The Process Status table for this configuration would look like this:

Configuration notes

  • The primary node runs two VizQL Server processes, two Cache Server processes, and two Data Server processes.

  • As a general rule, run a Cache Server process for every VizQL Server process on the node.

  • Isolate the Backgrounder processes by configuring them to run on the worker node. To calculate the minimum number of Backgrounder processes to run, divide the computer’s total number of cores by 4. To calculate the maximum number, divide the computer's total cores by 2.

  • Isolate the Backgrounder processes from the VizQL Server, Application Server, Data Server, and Data Engine processes.

Two-node example: Optimized for user traffic

This example shows the configuration for a two-node deployment with light extract usage and heavier viewing. Both nodes are 64-bit, 8+ core, 16+ GB systems.

The Process Status table for this configuration would look like this:

Configuration notes

  • The primary node runs two VizQL Server processes, two Cache Server processes, and two Data Server processes.

  • As a general rule, run a Cache Server process for every VizQL Server process on the node.

  • Isolate the Backgrounder processes by configuring them to run on the worker node. To calculate the minimum number of Backgrounder processes to run, divide the computer’s total number of cores by 4. To calculate the maximum number, divide the computer's total cores by 2.

  • Run Data Engine processes on both nodes to split view requests between the two nodes. In a deployment where extracts are refreshed infrequently, the Data Engine and Backgrounder processes can be on the same node.

  • If extract refresh jobs will be run only during off hours, you can add Backgrounder processes on each node to maximize the number of parallel jobs that can run at one time.

Three-node example: Optimized for a balance between extracts and user traffic

A configuration of three nodes or more is recommended to achieve the best performance when you have a high amount of extract refreshing and usage, and a high number of concurrent users. In this example, all computers are assumed to be 64-bit, 16 core, 16+ GB systems.

The Process Status table for this configuration would look like this:

Configuration Notes

  • For this configuration, 16 cores are recommended for each node.

    Run two VizQL Server processes, two Cache Server processes, and two Data Server processes on the nodes that are not running Backgrounder processes.

  • As a general rule, run a Cache Server process for every VizQL Server process.

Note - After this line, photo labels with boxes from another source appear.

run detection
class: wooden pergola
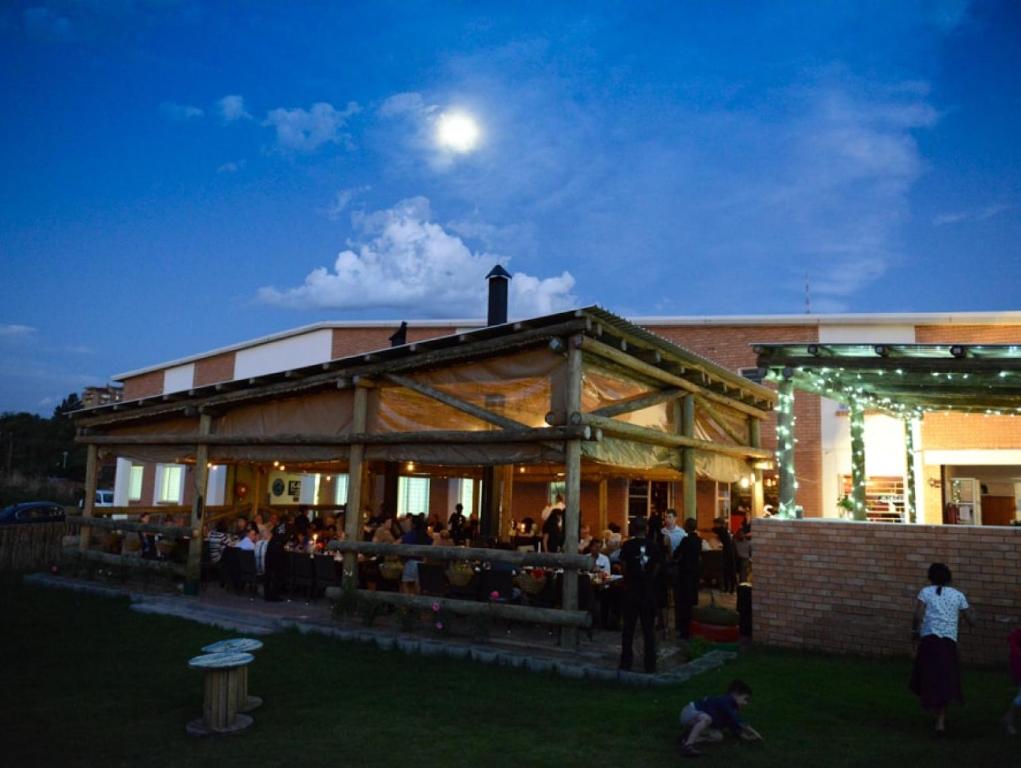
[755,343,1021,522]
[77,306,776,641]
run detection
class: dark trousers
[674,573,698,639]
[621,595,655,672]
[262,545,287,601]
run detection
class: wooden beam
[776,379,796,514]
[327,540,592,570]
[79,445,99,551]
[184,414,212,595]
[675,394,698,521]
[328,588,592,631]
[75,425,593,446]
[581,337,767,419]
[590,387,685,419]
[383,374,529,430]
[561,336,582,649]
[850,400,868,520]
[341,387,369,589]
[580,414,773,459]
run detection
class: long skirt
[909,634,964,712]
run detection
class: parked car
[0,501,64,525]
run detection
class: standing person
[542,504,564,551]
[621,518,663,673]
[713,518,737,592]
[910,563,975,736]
[262,518,288,603]
[674,518,702,640]
[734,527,751,584]
[447,503,466,545]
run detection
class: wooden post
[675,394,698,520]
[185,414,212,594]
[78,445,99,551]
[748,416,766,518]
[561,337,582,647]
[776,378,797,517]
[343,386,369,589]
[904,418,918,523]
[595,477,610,537]
[850,400,868,520]
[497,464,514,539]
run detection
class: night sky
[0,0,1021,413]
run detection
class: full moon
[436,112,479,152]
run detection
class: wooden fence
[0,523,67,572]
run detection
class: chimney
[486,265,511,326]
[390,320,407,346]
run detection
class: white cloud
[216,93,252,123]
[932,203,1015,227]
[0,323,36,338]
[216,159,247,174]
[258,197,576,317]
[262,101,360,152]
[320,187,369,222]
[159,101,205,123]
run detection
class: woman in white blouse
[911,563,975,736]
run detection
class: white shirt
[918,585,969,642]
[663,525,688,555]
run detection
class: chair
[235,549,258,592]
[220,546,241,590]
[313,555,340,594]
[482,568,514,603]
[419,563,447,597]
[289,553,315,599]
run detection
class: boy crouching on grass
[681,680,763,758]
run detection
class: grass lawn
[0,577,1021,768]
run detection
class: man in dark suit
[621,518,663,673]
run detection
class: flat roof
[111,310,1021,381]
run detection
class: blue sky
[0,0,1021,413]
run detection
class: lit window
[397,477,429,515]
[457,477,475,515]
[156,464,185,503]
[128,464,145,501]
[333,475,347,505]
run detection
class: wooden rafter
[383,374,529,430]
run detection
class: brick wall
[915,326,1021,344]
[124,369,163,400]
[193,352,234,387]
[752,519,1021,664]
[648,326,823,517]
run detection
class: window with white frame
[155,464,185,505]
[397,476,429,515]
[457,477,475,515]
[333,475,348,505]
[128,464,145,501]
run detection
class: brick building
[105,313,1021,525]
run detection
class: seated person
[588,538,611,578]
[205,520,227,563]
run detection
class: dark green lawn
[0,578,1021,768]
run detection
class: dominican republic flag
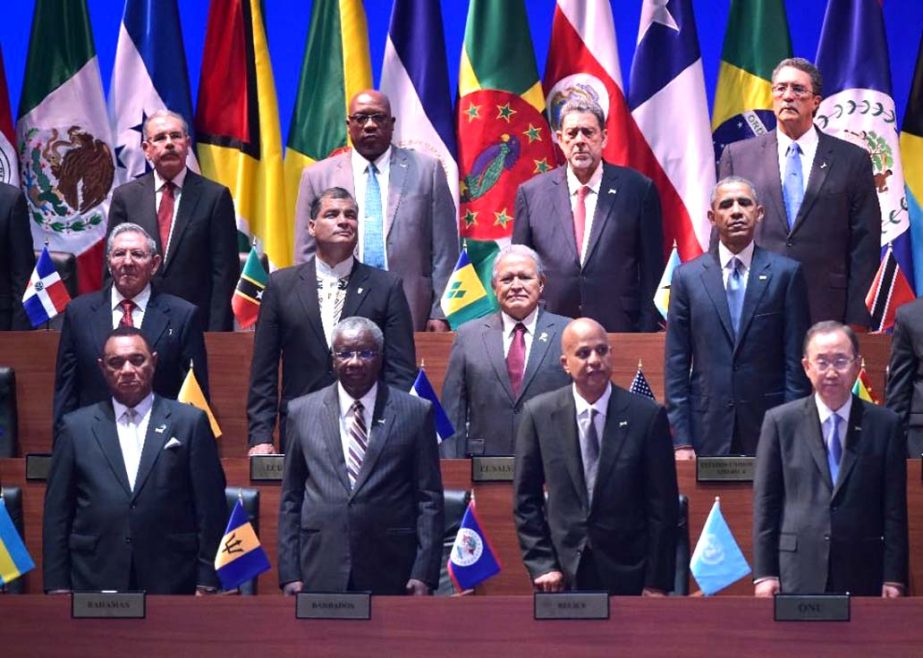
[448,500,502,592]
[814,0,914,292]
[379,0,458,208]
[628,0,715,263]
[22,247,71,327]
[109,0,199,183]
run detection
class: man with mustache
[664,176,811,459]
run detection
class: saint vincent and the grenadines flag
[195,0,293,268]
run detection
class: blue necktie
[727,258,745,337]
[362,163,385,270]
[782,142,804,230]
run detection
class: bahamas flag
[215,500,270,589]
[711,0,792,161]
[456,0,555,241]
[0,496,35,585]
[195,0,293,268]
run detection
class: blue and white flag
[689,498,750,596]
[109,0,199,184]
[380,0,458,208]
[410,368,455,443]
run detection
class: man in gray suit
[439,244,569,457]
[295,89,458,331]
[278,317,443,595]
[718,57,881,327]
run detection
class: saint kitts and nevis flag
[17,0,115,292]
[195,0,293,268]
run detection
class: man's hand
[406,578,432,596]
[532,571,564,592]
[247,443,276,457]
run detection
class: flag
[285,0,372,250]
[410,367,455,443]
[456,0,555,240]
[16,0,115,293]
[900,36,923,292]
[22,247,71,328]
[814,0,914,292]
[0,48,19,187]
[195,0,293,268]
[379,0,458,208]
[654,244,682,320]
[628,360,657,402]
[689,498,750,596]
[448,498,501,592]
[231,247,269,329]
[628,0,715,263]
[711,0,792,161]
[109,0,199,183]
[215,499,270,590]
[865,245,915,333]
[176,362,221,439]
[439,244,498,330]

  • The Backgrounder processes are on their own node so that they do not compete for resources with the other processes. Because this node is dedicated to Backgrounder processes and they might consume 100% of the CPU resources, the recommended number of Backgrounder processes is the number of cores divided by 2. However, for a more extract heavy environment, you might want to increase the number of Backgrounder processes to equal the number of cores for the node.

  • Run Data Engine processes on the primary node and on the worker node that is not running Backgrounder processes. This allows Tableau Server to split view requests between the two nodes.

  • The user loads for the Application Server and Data Server processes can typically be handled by a single instance of each process. However, you can configure two of each process to provide redundancy.

  • Under most conditions, the primary Data Server processes and the Data Engine processes will not be a bottleneck for the system’s overall throughput as long as sufficient CPU cycles exist for them. To increase viewing capacity, add worker nodes and run dedicated VizQL Server processes on them. To increase capacity for refreshing extracts, add worker nodes and run dedicated Backgrounder processes on them.